Idealna na piątek historia ze Stanów: pewien mieszkaniec Waszyngtonu zamówił na Amazonie 39-calowy telewizor a dostał karabin Sig Sauer 716. Co ciekawsze - Amazon potraktował sprawę wyjątkowo na luzie...
Niefortunny nabywca karabinu nazywa się Seth Horvitz. Kiedy zobaczył karton z przesyłką pomyślał nawet, że dostał "telewizor do samodzielnego montażu". Kiedy odpakował karabin (taki sam, jak na zdjęciu), od razu zadzwonił na policję. Funkcjonariusze przyjechali, stwierdzili, posiadanie tej jest w Waszngtonie zakazane i broń zabrali.
Najciekawsze w całej historii jest podejście Amazona.
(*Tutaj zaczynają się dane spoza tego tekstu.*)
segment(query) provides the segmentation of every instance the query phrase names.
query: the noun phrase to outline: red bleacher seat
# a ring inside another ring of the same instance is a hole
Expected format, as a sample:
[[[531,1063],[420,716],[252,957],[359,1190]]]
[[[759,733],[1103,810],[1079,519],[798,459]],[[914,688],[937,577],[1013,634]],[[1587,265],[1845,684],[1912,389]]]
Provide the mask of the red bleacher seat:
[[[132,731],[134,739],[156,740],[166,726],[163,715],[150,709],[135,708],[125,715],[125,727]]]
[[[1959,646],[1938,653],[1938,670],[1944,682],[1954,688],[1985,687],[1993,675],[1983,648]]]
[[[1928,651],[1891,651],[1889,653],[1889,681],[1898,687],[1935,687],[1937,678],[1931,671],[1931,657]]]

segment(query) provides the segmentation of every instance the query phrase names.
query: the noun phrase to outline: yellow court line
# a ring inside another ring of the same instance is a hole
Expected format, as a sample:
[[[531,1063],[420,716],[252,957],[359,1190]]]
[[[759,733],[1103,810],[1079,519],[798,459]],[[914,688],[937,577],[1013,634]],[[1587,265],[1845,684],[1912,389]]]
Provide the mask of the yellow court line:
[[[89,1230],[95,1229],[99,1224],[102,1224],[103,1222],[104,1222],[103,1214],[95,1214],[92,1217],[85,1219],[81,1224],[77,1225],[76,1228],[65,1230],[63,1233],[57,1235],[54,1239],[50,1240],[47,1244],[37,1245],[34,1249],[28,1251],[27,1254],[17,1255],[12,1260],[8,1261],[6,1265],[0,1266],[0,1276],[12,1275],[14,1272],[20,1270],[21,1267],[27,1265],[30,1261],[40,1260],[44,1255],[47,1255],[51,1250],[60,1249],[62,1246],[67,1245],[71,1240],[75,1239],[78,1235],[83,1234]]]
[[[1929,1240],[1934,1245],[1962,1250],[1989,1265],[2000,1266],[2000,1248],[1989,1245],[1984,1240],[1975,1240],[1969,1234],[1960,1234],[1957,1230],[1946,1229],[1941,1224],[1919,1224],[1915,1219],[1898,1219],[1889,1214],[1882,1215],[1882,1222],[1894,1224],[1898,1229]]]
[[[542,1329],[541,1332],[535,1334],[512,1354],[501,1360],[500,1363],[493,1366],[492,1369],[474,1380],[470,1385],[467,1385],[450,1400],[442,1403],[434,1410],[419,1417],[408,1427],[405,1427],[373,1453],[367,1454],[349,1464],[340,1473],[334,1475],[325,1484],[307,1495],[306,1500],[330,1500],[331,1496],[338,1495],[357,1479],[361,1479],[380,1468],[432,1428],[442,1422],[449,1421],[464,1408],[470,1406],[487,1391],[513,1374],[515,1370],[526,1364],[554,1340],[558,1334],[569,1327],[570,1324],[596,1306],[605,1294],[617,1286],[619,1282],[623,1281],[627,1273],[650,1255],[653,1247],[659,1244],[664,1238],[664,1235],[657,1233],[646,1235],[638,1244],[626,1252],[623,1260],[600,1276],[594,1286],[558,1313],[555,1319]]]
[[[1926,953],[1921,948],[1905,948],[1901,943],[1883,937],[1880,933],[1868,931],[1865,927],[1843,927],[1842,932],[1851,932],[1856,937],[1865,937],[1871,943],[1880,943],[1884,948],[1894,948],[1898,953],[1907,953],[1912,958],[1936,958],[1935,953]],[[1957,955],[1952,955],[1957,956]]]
Poradzili panu Horvitzowi, by skorzystał ze standardowej procedury zwrotu omyłko nadanego towaru. Ale jak to zrobić, skoro broń jest w policyjnym depozycie? W końcu okazało się, że pomyłka nastąpiła w firmie kurierskiej - w jakiś sposób naklejka z adresem pana Horvitza trafiła na paczkę z Sig Sauerem.
Reasumując: pan Horvitz nie ma telewizora, nabywca karabinu nie wie jak wydostać go z policyjnego depozytu a Amazon i UPS nie kwapią się do pomocy.